Rosemary Kennedy (born September 13, 1918 in Boston , Massachusetts , as Rose Marie Kennedy, † January 7, 2005 in Fort Atkinson , Wisconsin ) was a sister of John F. and Robert F. Kennedy .

Life

Rosemary Kennedy was the third child and first daughter of Joseph and Rose Kennedy . She has been very shy since birth and also suffered from dyslexia . She learned to walk late, but swam enthusiastically, liked to dance and wrote diaries.

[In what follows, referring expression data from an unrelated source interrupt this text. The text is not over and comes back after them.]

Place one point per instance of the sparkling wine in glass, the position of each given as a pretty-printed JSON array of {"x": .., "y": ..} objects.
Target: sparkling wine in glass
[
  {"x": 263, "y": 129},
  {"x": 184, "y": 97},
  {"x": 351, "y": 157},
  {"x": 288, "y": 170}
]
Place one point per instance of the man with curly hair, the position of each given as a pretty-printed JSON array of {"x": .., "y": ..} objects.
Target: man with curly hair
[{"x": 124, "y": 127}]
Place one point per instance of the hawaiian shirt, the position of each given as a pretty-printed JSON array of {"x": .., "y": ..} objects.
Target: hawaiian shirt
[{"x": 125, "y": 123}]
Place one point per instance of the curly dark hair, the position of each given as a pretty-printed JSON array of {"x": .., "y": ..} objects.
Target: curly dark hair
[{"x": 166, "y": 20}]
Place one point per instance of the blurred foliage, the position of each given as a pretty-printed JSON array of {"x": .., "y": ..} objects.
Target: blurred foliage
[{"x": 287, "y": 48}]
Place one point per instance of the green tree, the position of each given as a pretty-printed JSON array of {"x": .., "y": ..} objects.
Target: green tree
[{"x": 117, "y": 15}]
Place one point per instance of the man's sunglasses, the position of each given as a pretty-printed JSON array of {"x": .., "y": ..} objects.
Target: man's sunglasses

An intelligence test had shown a mild intellectual disability ( retardation ), but this finding is controversial. In 1939 she graduated in Montessori education . She participated actively in social life and was passionate about attending opera performances, sporting events and other social occasions, and grew up to be a fun-loving adult. After Rosemary had reached adulthood, her character was described more often as stubborn to irascible and difficult to tame. One possible reason is considered to be Rosemary's disappointment at not being able to keep up with her older successful siblings. Parents began to fear that Rosemary's behavior could discredit the entire family and possibly become pregnant unintentionally - a possibility that sparked unrest in the strictly Catholic Kennedy family.

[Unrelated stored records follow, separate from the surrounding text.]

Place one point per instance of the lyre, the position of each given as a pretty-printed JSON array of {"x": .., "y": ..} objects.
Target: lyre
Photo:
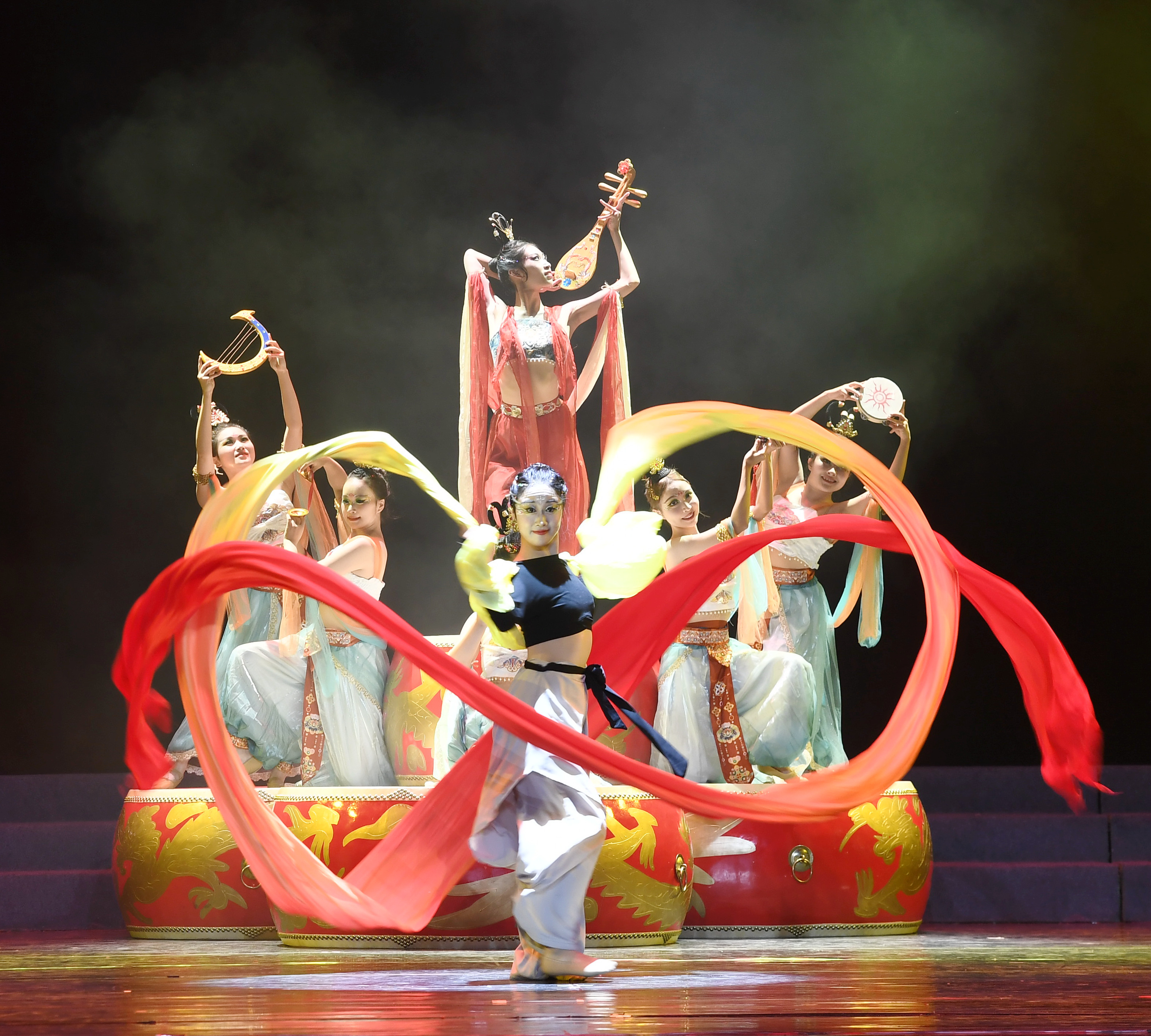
[
  {"x": 576, "y": 268},
  {"x": 232, "y": 360}
]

When Rosemary was 23 years old, her father, fearing for the family's reputation, had a lobotomy performed by his friend Walter Freeman . At the time, this operation was considered to be a way of "appeasing" people with uncontrolled instinctual life , but the operation was already very controversial. In Rosemary's case, the operation was disastrous. The improvement hoped for by the father did not materialize; instead, after the operation, her condition worsened so much that she could only babble like a child, became incontinent and was partly dependent on a wheelchair . Joseph Kennedy, ashamed of his now severely disabled daughter, had her admitted to St. Coletta Asylum in Wisconsin , where she spent the rest of her life. He never went to see her and was enraged when asked about her.

The operation was initiated by the father without the mother's consultation or knowledge, and this, together with the subsequent admission, is seen as one of the reasons for her mother Rose Kennedy's emotional departure from her husband Joseph P. Kennedy. Rose called her daughter a "gift from God"; she taught the people around her respect for disabilities. Rosemary's older brother John F. Kennedy did not publicly confess to her until 1960.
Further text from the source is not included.